TRIBUTES
Maxine Wyman
In 1968, I was a 15-year-old high school student working part-time in the Washington, D.C. office of Senator Joe Clark of Pennsylvania when Senator Robert Kennedy was killed. I was devastated. The civil rights movement and the passage of the Civil Rights Bill had changed my family's life in the last few years. My father, who was in the building trades, had joined the union, and was earning a decent wage and had steady work. The third hero of my time had been cut down and the promising future for which they and my parents worked appeared to be fading. Coming to work in the Senate kept me going, and gave some meaning to this great sorrow that sat like a lump in my chest.

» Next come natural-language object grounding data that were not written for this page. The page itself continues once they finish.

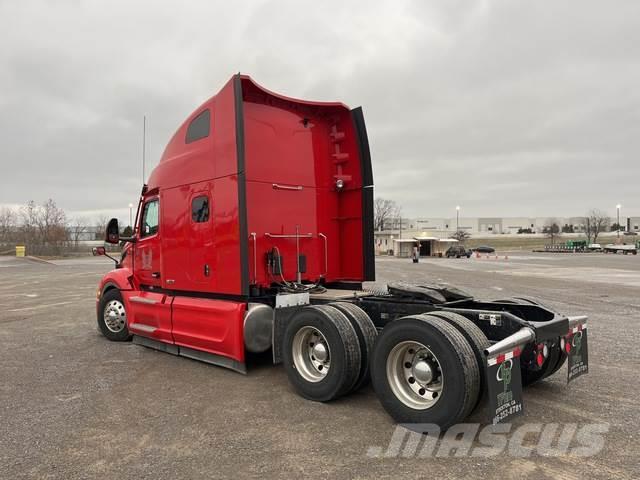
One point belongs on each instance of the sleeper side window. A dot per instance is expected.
(199, 127)
(200, 209)
(149, 219)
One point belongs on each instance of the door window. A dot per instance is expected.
(200, 209)
(149, 219)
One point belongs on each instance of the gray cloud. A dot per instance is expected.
(503, 107)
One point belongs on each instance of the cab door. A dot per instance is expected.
(147, 248)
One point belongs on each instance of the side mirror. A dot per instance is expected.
(113, 232)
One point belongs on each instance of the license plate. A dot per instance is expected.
(504, 384)
(575, 344)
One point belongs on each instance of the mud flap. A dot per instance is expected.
(575, 344)
(504, 385)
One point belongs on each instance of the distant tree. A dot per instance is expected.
(461, 235)
(101, 227)
(384, 211)
(29, 218)
(8, 224)
(51, 222)
(595, 222)
(551, 229)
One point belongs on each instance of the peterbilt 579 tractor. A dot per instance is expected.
(255, 233)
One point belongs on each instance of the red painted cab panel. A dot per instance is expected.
(250, 174)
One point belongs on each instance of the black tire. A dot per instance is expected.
(457, 365)
(344, 351)
(112, 301)
(366, 333)
(477, 341)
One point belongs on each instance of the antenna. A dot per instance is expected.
(144, 144)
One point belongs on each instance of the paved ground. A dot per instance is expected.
(73, 405)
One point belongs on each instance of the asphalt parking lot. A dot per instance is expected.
(74, 405)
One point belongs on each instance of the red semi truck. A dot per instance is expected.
(255, 232)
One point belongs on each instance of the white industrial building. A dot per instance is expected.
(432, 235)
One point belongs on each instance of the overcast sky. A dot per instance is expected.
(506, 108)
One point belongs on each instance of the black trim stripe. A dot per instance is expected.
(368, 253)
(242, 187)
(193, 294)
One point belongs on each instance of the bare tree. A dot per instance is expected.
(596, 222)
(8, 225)
(384, 212)
(101, 227)
(29, 217)
(51, 222)
(77, 228)
(552, 229)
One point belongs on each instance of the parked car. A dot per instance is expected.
(457, 251)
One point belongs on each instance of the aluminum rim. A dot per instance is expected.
(415, 375)
(115, 316)
(311, 354)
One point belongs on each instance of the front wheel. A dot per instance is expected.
(112, 317)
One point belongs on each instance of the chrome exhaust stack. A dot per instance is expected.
(521, 337)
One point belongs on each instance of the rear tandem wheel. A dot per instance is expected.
(424, 371)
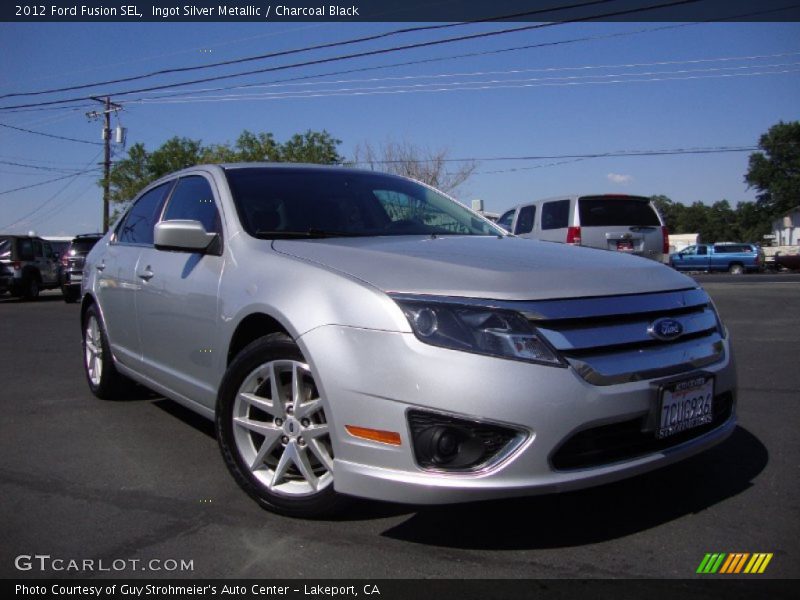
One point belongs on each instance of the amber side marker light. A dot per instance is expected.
(375, 435)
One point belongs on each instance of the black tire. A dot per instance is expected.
(293, 492)
(31, 287)
(105, 382)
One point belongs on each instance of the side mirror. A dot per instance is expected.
(182, 235)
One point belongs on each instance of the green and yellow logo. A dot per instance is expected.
(735, 563)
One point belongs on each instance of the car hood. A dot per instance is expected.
(486, 267)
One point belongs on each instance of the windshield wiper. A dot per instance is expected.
(308, 234)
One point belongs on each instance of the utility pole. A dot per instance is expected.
(108, 107)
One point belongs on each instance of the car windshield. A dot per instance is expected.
(83, 245)
(312, 203)
(602, 211)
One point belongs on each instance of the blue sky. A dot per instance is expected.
(621, 87)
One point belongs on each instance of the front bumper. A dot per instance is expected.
(372, 378)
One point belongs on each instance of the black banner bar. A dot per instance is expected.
(398, 10)
(402, 589)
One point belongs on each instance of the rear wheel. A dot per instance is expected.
(273, 430)
(101, 374)
(30, 289)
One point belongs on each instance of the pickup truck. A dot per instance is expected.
(28, 264)
(733, 258)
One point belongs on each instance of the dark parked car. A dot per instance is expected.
(788, 261)
(28, 264)
(72, 264)
(733, 258)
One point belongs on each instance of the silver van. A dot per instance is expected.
(622, 223)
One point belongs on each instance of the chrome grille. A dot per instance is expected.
(606, 340)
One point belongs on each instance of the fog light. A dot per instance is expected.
(426, 322)
(448, 443)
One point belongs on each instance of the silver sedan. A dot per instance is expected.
(353, 333)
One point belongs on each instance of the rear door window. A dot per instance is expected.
(555, 215)
(604, 211)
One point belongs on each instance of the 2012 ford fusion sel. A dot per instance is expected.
(353, 333)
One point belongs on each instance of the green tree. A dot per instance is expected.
(129, 175)
(669, 210)
(775, 171)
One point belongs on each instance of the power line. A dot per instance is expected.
(461, 86)
(359, 40)
(26, 187)
(73, 178)
(476, 54)
(612, 154)
(367, 53)
(41, 168)
(50, 135)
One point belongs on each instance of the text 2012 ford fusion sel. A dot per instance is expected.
(356, 333)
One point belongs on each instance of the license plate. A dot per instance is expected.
(625, 245)
(684, 405)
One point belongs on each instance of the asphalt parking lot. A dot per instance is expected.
(142, 479)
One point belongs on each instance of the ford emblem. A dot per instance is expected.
(665, 329)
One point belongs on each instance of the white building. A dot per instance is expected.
(787, 229)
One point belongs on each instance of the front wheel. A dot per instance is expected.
(736, 269)
(273, 431)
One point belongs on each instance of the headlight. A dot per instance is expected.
(483, 330)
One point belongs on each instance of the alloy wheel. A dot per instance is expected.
(280, 430)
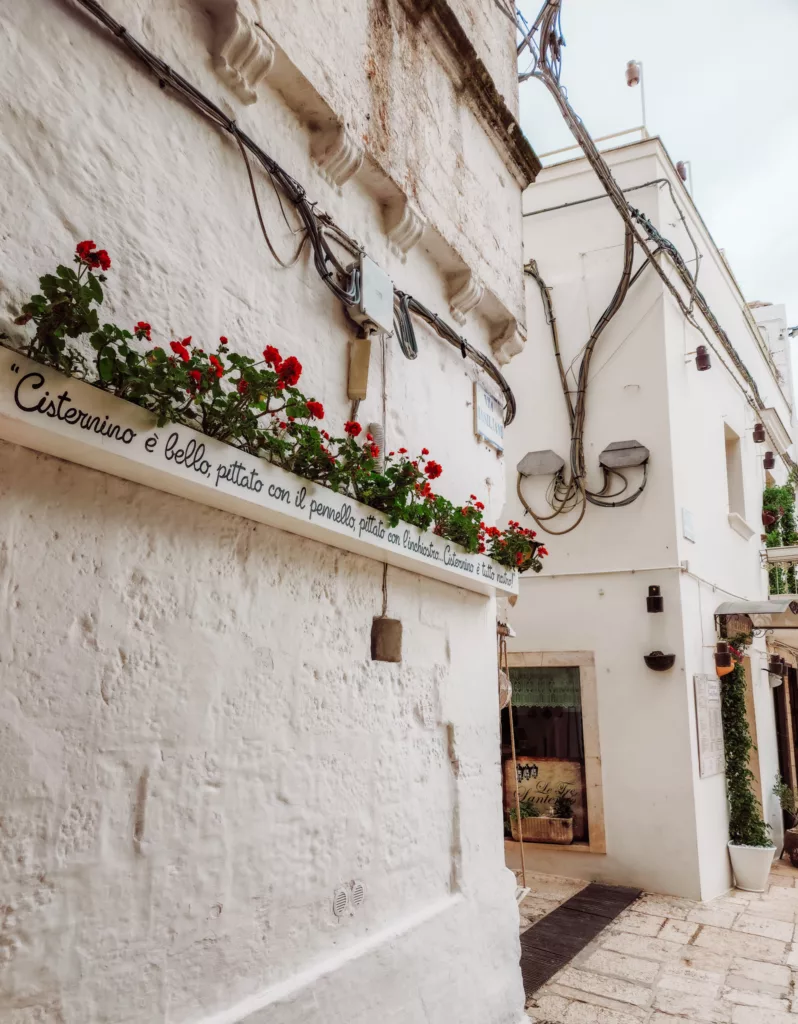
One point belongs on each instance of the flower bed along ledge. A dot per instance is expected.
(174, 422)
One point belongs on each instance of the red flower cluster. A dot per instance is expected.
(290, 371)
(178, 347)
(94, 260)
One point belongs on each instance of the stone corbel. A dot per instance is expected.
(508, 343)
(468, 295)
(404, 224)
(243, 53)
(338, 155)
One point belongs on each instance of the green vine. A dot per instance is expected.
(781, 503)
(746, 826)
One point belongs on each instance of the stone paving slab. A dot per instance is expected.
(668, 961)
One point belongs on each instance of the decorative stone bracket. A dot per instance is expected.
(338, 154)
(405, 224)
(510, 342)
(467, 296)
(68, 418)
(243, 53)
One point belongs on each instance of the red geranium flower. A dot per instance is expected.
(179, 349)
(84, 248)
(290, 371)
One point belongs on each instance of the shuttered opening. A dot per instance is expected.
(555, 939)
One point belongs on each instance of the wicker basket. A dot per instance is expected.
(559, 830)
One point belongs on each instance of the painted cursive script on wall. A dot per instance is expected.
(60, 408)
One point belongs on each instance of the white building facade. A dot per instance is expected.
(655, 799)
(200, 763)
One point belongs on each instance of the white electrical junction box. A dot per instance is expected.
(375, 308)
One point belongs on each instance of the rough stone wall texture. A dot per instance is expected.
(195, 748)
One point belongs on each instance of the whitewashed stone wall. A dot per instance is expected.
(195, 747)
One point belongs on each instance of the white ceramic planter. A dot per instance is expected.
(751, 865)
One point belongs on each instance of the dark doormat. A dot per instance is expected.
(555, 939)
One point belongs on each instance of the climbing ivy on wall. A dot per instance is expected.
(746, 826)
(781, 503)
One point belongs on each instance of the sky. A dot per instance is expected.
(721, 90)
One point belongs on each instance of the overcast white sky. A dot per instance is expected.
(721, 90)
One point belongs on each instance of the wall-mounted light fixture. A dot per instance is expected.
(775, 665)
(702, 357)
(722, 655)
(659, 662)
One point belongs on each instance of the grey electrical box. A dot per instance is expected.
(624, 455)
(540, 464)
(375, 308)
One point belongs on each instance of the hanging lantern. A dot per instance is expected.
(632, 73)
(702, 357)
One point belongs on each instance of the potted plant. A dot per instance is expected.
(786, 796)
(556, 826)
(750, 847)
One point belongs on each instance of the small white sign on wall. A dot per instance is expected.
(709, 724)
(489, 418)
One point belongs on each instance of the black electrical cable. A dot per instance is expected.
(343, 283)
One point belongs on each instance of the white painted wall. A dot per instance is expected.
(195, 747)
(666, 827)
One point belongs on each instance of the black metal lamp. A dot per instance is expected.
(774, 666)
(722, 655)
(702, 357)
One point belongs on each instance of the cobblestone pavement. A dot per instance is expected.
(666, 961)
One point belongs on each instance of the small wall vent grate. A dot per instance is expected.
(340, 901)
(359, 894)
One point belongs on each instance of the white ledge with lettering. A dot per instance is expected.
(42, 409)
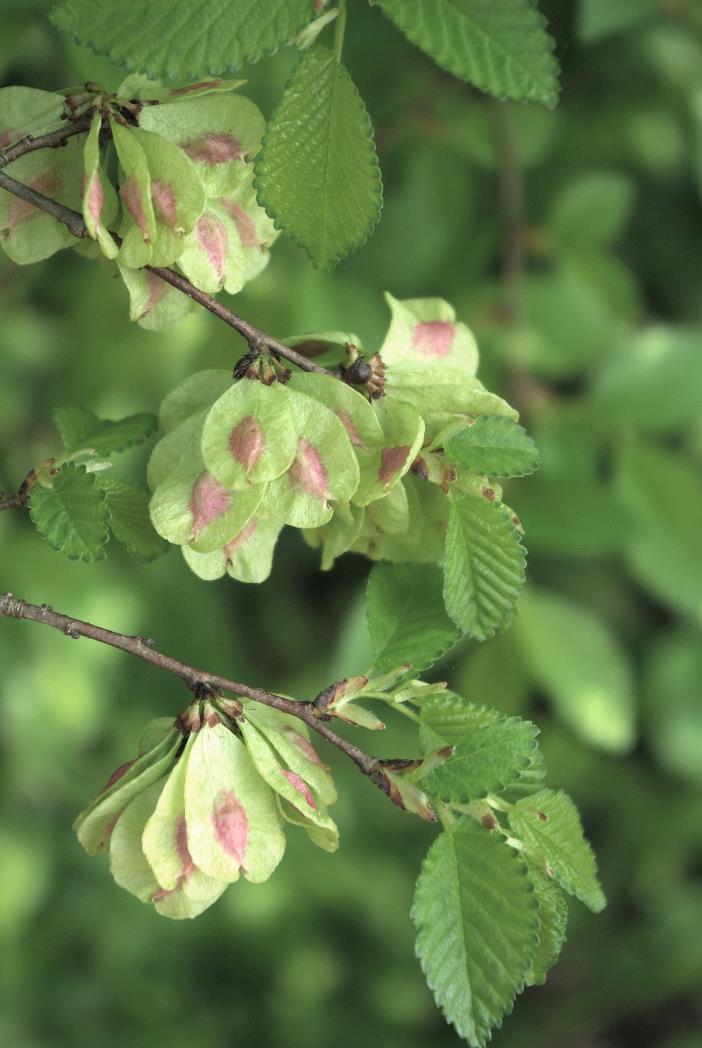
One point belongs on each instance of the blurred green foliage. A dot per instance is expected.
(606, 367)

This particular afternoon, I desperately wanted to see what was going on at the Democratic National Convention, but our office did not have a television. A senior staff member in Clark's office suggested I go down the hall to Senator Kennedy's office. So I did. Sad and shy, I asked the receptionist if her office had a TV I could watch. She replied that the only TV was in the Senator's office. I peeked in the open doorway and there was Senator Kennedy talking with Pierre Sallenger. I started to back away. No, the receptionist insisted, go on in. So, timidly I crept over the threshold and whispered my request. Senator Kennedy gave me a smile, a soda and a chair -- right in front of the television. I stayed for more than an hour.
I cannot tell you how much that acknowledgment of my grief meant to me, a young black girl from D.C.'s far northeast community. The Senator's warmth and kindness in the midst of his own sorrow and burdens set an example I have never forgotten.
Thank you for sharing the great heart of this great man with your country. May God bless you and your family.